He is a graduate of the oldest public school in America, the Boston Latin School. He attended the oldest private military college, Norwich University, and graduated from the oldest service academy, West Point. He holds a master's degree from the oldest university, Harvard, and a doctor of laws degree from St. Louis University, the oldest university west of the Mississippi.

In contrast with this academic background, he has been associated with the founding of a new institution, the youngest of our service academies, since its establishment in 1954, He was appointed by President Eisenhower as the first permanent professor of the Air Force Academy in 1957, and as the first permanent dean of the faculty in 1959. His promotion to brigadier general that accompanied his appointment as dean made him the youngest general or flag officer on active duty at that time.

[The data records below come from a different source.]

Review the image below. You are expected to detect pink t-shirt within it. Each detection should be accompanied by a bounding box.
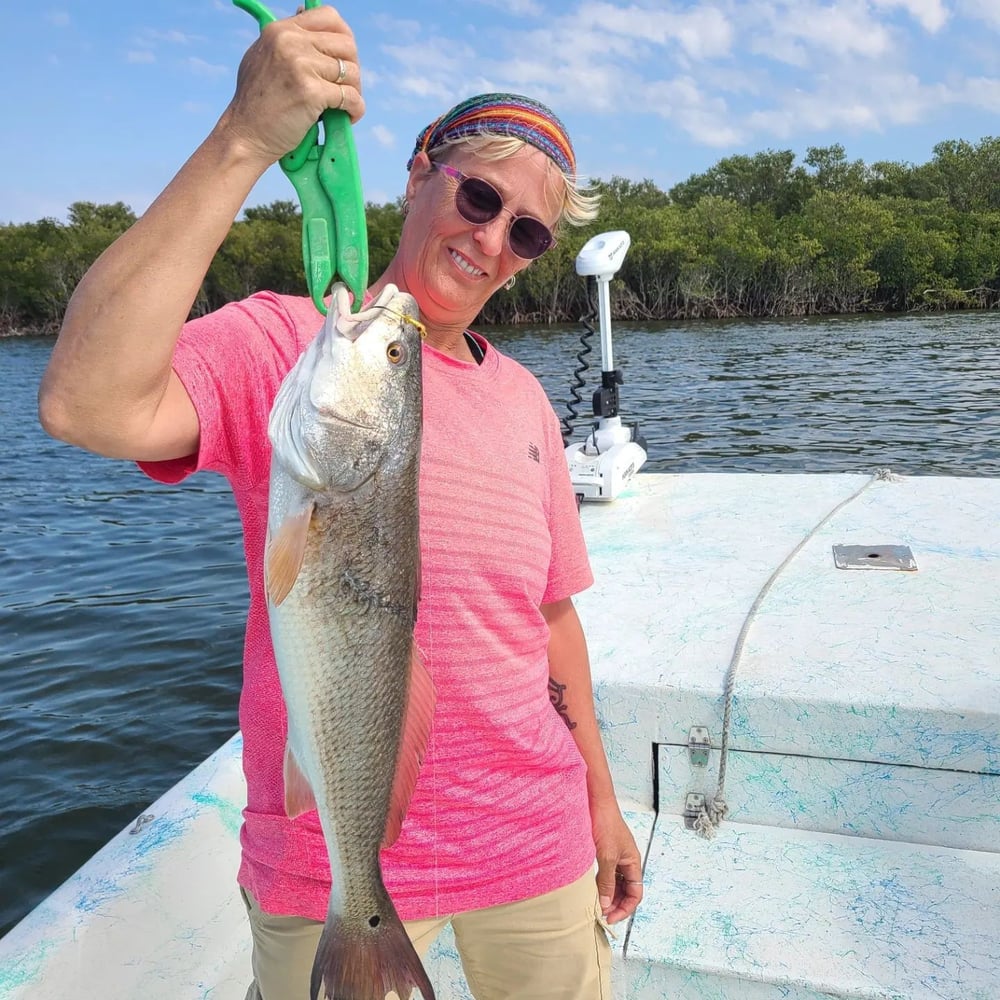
[141,291,595,920]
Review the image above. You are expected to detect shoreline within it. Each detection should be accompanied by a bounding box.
[5,303,1000,341]
[1,325,59,339]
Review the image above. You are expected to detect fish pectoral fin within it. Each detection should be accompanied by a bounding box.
[383,645,436,848]
[283,744,317,819]
[265,503,315,607]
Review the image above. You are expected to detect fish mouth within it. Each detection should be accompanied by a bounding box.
[324,410,376,432]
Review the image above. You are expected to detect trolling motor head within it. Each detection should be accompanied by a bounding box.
[575,230,631,281]
[564,231,647,502]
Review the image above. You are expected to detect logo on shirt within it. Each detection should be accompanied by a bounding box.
[527,443,540,463]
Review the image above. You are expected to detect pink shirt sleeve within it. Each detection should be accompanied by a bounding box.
[138,293,320,488]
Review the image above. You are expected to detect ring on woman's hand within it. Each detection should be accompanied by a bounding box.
[615,873,644,884]
[335,57,347,84]
[335,83,346,110]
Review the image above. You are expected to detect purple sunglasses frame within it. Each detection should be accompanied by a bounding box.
[431,162,557,260]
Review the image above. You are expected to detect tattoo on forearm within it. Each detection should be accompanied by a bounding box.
[548,678,577,730]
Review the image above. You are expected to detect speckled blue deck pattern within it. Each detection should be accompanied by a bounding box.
[0,733,251,999]
[1,473,997,999]
[576,472,1000,999]
[625,815,1000,1000]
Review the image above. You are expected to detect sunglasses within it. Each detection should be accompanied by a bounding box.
[432,162,556,260]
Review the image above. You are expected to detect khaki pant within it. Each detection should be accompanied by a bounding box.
[242,869,612,1000]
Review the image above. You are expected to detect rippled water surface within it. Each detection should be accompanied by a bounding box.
[2,311,998,936]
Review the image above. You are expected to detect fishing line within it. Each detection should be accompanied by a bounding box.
[418,334,441,922]
[366,304,428,340]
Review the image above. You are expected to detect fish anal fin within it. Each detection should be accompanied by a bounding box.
[284,744,316,819]
[265,504,314,607]
[383,646,435,849]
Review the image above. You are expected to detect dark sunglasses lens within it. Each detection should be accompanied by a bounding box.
[509,218,553,260]
[456,177,502,224]
[454,174,553,260]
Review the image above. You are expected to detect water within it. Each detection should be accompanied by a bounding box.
[2,311,998,937]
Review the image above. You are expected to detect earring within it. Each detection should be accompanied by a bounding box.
[503,275,516,291]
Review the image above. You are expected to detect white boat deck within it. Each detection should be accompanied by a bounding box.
[2,472,998,999]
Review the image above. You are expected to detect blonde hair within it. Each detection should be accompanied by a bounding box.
[428,134,600,232]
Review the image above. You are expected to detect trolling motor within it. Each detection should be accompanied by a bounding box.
[564,231,647,501]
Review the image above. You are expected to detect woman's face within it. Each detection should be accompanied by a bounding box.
[396,144,564,329]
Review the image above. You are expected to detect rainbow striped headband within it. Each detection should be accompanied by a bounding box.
[407,93,576,176]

General McDermott's military background has an analogous mixture of contrasting experiences. He served as a combat pilot and operations officer of a fighter-bomber group in the European Theater during World War II; and he has served as a staff officer in a theater headquarters and in the Pentagon.

His performance is attested to by his command pilot rating and the combat decorations he wears -- the Bronze Star, the Air Medal with five oak leaf clusters and the European Theater of Operations Ribbon with six battle stars -- as well as by the Distinguished Service Medal, the Legion of Merit and Commendation Medal he received for meritorious staff work.

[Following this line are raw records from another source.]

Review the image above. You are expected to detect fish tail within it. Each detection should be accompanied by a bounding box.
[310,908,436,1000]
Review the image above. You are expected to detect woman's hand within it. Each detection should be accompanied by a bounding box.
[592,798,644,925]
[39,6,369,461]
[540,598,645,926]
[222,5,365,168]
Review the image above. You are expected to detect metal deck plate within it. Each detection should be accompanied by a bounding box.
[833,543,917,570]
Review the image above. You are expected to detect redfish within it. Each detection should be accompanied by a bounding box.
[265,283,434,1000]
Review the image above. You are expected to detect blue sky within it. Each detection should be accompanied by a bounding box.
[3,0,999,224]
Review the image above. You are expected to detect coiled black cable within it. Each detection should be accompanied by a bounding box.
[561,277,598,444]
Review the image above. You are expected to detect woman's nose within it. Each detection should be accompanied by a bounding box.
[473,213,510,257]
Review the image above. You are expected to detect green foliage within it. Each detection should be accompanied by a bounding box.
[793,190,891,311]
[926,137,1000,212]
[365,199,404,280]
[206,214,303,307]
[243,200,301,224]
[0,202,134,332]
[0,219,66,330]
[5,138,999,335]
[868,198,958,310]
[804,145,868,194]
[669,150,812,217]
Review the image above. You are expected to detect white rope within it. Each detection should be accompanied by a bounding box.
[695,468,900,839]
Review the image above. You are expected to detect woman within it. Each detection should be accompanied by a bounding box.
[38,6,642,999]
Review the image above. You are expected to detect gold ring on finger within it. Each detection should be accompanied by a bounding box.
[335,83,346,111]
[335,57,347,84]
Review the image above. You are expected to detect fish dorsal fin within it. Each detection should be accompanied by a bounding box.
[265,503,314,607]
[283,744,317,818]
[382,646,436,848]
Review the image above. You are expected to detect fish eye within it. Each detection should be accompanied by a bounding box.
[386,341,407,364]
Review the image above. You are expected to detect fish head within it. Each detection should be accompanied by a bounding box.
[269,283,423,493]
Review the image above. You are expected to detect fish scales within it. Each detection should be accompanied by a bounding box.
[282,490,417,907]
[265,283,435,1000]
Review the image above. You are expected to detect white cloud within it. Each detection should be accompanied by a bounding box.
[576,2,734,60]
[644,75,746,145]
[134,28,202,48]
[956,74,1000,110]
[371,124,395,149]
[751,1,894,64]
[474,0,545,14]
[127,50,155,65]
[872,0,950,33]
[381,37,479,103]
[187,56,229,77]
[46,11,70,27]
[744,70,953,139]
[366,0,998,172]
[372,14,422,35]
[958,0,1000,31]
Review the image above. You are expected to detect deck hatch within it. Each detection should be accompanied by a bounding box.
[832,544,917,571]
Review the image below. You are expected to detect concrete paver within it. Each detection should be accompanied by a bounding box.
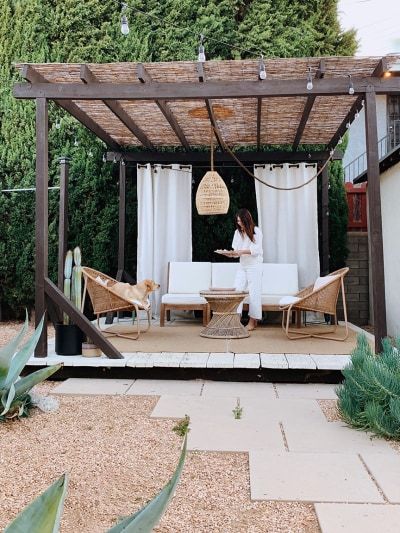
[315,503,400,533]
[361,453,400,503]
[276,383,337,399]
[53,378,134,395]
[249,452,384,503]
[283,420,396,454]
[201,380,275,399]
[126,379,203,396]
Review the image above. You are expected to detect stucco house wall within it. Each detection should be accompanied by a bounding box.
[343,95,387,169]
[380,161,400,337]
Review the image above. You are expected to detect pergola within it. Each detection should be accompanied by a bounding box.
[13,54,400,357]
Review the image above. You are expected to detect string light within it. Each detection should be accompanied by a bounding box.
[348,75,354,95]
[355,110,360,119]
[102,153,107,163]
[113,156,117,163]
[73,138,79,147]
[258,55,266,80]
[346,122,350,129]
[55,118,61,129]
[88,150,93,157]
[198,34,206,62]
[338,137,343,145]
[121,158,126,166]
[306,67,313,91]
[121,2,129,35]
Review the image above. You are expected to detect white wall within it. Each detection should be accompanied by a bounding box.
[343,95,387,169]
[381,161,400,336]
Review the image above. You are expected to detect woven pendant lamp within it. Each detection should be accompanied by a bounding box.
[195,128,230,215]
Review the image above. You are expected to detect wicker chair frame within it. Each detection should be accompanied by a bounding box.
[81,267,151,340]
[280,267,349,340]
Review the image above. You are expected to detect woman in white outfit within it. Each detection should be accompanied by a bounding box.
[231,208,263,331]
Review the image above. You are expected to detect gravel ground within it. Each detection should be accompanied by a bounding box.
[0,320,54,345]
[0,383,319,533]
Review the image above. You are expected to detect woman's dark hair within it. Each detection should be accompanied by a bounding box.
[235,208,255,242]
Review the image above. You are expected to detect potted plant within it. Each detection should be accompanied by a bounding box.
[55,247,84,355]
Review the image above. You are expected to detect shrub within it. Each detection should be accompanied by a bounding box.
[336,334,400,440]
[0,313,61,421]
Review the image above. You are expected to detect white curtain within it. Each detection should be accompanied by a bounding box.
[254,163,320,288]
[137,164,192,315]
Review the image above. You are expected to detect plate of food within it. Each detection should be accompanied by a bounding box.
[214,249,238,257]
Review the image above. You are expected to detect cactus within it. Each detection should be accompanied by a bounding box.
[63,247,82,325]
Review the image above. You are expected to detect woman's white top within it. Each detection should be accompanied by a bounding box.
[232,226,263,266]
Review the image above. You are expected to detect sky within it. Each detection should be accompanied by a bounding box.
[338,0,400,56]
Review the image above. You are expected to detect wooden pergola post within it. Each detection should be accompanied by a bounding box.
[34,97,48,357]
[58,156,70,291]
[364,88,387,352]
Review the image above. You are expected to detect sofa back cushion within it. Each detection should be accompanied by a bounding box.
[261,263,299,295]
[211,263,239,288]
[168,262,212,293]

From this contrasting background of tradition and youthful achievement General McDermott has emerged as a recognized leader in higher education and pioneer in military education. The recognition he has received in the form of appointments, promotions and awards is a reflection of his innovations and accomplishments as the academic administrator of the U.S. Air Force Academy. The innovations he has already introduced in the service academy system of education include the "whole man" concept in selecting cadets and a program of advanced and elective courses to enrich the prescribed curriculum.

The concept of using measures of a candidate's moral and leadership attributes as well as his physical and mental qualifications for selection was introduced in 1956, for the first time at any service academy. Also in 1956, as another service academy first, General McDermott introduced a comprehensive curriculum enrichment program designed to provide each cadet with a challenge to advance academically as far and as fast as he can in accordance with his aptitudes, interests and prior preparation.

General McDermott's foreseeable goals for the academy include the establishment of an Astronautical Research Laboratory and an extension of the enrichment program to include graduate education opportunities for exceptional cadets, leading to the award of the master's degree. Short of accomplishment of these goals, however, General McDermott can take pride in these definitive results of his pioneering innovations and academic administration; the superior performance of Air Force Academy cadets on the Graduate Record Examination aptitude and area achievement tests; the number of Rhodes Scholarships won by academy graduates in leading civilian graduate schools of engineering and political science; and the superior performance of academy graduates in flying training and in operational duty assignments.